Lil Johnny then says, "Alright teacher, I have one for you. There are 3 women sitting on a bench, one's sucking it, the other is licking it, and the last one is biting it. Which one is married?" The teacher then says, "The one sucking it, of course!" Lil Johnny then says, "No, the one with the ring, but I like the way you think!"
What's a lesbian's favorite sport? Dodgeball.
Girls are like blackjack; you shoot for 21, but I keep hitting 14.
I downloaded Fruit Ninja so I can cut fruit instead of myself.
I was working in an iPhone store in Norwich when a man came! He said, "Give me a hat-trick or I will destroy your store!" I said, "No," and he started to smash phones! I immediately screamed, "Important game!" and he disappeared! Shame on you, Penaldo, for ruining my store! 😡😡
Welcome back to the hide and seek world championship! Osama Bin Laden vs. Anne Frank!
Who's the best at musical chairs?
Stephen Hawking.
Some kids at school made fun of me for playing Halo. I gave them a halo.

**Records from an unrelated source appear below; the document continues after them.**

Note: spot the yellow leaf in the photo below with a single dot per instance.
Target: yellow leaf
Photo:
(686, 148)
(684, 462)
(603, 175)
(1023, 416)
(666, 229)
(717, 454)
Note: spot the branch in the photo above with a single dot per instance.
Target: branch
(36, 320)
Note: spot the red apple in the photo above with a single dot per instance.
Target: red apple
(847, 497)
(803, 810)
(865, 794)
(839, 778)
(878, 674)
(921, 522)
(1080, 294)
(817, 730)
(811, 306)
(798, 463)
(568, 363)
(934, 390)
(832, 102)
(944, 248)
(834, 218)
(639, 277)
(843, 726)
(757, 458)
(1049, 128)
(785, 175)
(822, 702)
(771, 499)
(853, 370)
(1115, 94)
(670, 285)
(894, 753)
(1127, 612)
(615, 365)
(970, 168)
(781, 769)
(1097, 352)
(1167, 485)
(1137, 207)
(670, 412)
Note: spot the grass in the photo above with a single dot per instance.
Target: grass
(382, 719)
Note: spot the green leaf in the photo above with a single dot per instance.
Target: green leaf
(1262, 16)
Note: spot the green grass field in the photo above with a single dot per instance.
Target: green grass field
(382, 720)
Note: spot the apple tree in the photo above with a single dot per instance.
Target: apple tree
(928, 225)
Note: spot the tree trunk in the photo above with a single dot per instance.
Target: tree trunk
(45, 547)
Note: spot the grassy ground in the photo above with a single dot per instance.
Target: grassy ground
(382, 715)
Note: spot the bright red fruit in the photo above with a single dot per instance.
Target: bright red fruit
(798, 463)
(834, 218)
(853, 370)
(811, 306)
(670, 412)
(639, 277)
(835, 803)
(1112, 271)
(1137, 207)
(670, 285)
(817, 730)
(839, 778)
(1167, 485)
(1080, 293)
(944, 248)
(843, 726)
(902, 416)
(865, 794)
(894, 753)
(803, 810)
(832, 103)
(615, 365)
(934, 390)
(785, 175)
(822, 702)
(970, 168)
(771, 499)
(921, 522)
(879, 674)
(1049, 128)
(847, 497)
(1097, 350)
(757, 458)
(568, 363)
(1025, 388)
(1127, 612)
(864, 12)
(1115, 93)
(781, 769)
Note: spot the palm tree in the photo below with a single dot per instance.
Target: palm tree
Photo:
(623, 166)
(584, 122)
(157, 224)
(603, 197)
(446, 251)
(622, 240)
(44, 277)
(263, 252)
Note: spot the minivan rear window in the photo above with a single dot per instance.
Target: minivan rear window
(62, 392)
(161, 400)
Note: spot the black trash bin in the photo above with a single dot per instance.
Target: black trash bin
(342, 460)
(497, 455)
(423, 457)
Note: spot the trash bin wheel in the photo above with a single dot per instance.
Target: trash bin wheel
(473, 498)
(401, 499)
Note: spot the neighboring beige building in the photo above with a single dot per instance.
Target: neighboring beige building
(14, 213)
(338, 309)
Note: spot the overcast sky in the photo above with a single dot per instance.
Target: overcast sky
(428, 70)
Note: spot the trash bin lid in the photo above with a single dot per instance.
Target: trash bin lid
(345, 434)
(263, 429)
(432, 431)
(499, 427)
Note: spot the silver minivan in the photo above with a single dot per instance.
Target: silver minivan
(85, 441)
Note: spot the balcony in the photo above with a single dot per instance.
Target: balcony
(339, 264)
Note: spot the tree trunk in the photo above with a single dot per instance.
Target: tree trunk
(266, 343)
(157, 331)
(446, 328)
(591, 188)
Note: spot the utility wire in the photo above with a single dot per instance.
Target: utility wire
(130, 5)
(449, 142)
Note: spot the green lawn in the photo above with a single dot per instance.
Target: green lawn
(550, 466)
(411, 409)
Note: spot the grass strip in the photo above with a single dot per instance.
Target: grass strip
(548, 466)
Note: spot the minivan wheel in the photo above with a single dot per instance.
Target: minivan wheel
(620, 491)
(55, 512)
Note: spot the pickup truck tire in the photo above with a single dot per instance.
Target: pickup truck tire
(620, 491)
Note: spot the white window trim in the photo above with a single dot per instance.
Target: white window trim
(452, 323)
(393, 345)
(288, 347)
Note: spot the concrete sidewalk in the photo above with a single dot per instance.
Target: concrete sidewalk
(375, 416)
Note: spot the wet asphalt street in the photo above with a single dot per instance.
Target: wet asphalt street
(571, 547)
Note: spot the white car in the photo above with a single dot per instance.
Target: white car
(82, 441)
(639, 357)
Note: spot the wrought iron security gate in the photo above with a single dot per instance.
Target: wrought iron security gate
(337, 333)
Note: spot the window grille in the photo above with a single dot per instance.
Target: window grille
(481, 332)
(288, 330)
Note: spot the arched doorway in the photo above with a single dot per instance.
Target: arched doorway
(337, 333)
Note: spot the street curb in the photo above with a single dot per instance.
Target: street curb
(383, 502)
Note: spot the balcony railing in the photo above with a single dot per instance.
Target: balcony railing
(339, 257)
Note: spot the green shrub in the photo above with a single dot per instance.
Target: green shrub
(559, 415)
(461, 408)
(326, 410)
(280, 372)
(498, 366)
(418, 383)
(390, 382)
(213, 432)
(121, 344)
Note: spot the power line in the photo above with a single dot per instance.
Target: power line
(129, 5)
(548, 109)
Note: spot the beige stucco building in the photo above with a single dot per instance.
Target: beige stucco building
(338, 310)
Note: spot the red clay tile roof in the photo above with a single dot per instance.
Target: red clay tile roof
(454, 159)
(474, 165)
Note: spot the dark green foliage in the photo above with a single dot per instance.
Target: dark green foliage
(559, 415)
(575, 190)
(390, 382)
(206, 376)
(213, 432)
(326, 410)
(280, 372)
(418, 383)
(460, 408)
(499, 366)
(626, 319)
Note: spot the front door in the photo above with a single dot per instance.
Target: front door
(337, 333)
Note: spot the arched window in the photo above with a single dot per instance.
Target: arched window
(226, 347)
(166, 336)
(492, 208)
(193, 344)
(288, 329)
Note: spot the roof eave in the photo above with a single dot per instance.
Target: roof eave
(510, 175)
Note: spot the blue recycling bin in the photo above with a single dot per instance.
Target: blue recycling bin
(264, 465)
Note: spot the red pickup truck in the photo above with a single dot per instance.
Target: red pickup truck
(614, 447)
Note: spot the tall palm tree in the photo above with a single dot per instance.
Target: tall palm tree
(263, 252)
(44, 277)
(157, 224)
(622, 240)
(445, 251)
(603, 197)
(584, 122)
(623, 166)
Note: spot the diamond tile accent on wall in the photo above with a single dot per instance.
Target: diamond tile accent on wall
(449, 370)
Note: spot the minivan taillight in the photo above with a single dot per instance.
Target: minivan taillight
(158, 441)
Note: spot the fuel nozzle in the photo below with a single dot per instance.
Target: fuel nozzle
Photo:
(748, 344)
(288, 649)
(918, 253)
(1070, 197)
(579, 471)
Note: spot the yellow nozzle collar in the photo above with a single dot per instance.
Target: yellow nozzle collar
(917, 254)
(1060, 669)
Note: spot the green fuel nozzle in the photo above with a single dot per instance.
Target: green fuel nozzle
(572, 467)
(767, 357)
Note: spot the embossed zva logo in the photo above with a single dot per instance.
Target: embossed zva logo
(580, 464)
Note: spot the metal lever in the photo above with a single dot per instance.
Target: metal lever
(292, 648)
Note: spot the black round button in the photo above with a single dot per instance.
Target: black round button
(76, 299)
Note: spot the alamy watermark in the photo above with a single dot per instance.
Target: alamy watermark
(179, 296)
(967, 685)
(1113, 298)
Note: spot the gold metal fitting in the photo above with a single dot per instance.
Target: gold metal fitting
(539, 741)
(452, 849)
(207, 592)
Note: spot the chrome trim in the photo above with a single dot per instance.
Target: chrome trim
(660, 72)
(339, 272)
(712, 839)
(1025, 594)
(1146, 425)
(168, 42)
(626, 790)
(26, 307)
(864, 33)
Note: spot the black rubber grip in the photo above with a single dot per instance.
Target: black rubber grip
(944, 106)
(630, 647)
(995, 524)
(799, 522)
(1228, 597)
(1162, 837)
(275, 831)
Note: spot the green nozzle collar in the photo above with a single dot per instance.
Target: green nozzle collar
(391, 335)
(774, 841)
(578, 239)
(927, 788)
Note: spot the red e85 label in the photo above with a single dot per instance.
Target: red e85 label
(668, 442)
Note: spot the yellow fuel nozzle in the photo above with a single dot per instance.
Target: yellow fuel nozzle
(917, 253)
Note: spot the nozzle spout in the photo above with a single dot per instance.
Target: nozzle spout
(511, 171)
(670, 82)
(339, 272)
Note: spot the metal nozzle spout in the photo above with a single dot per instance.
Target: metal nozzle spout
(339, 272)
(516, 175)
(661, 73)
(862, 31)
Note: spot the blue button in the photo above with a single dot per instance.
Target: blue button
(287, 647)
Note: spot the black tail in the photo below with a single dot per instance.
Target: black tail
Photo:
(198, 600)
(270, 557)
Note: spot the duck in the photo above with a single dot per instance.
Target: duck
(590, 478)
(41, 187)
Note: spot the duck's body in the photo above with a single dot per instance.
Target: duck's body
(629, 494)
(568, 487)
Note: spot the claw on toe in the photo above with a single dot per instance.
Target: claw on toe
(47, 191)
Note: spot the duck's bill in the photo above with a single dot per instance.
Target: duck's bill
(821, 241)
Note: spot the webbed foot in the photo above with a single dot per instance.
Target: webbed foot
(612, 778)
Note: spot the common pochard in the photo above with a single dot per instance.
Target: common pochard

It's all fun and games until someone fails at becoming Superman.
Why does Michael Jackson like to play ping pong or table tennis? He likes to play with the little balls.
This chess game against America and England is getting interesting. First, America lost both of its towers, but now England has lost its queen.
I lost at Kahoot, so I had to ka-shoot.
"You wanna play the rape game?" "No." "That's the spirit!"
I was playing hangman, and I gave up on the word "LIFE".
Why was Cinderella banned from playing sports? Because she always ran away from the ball.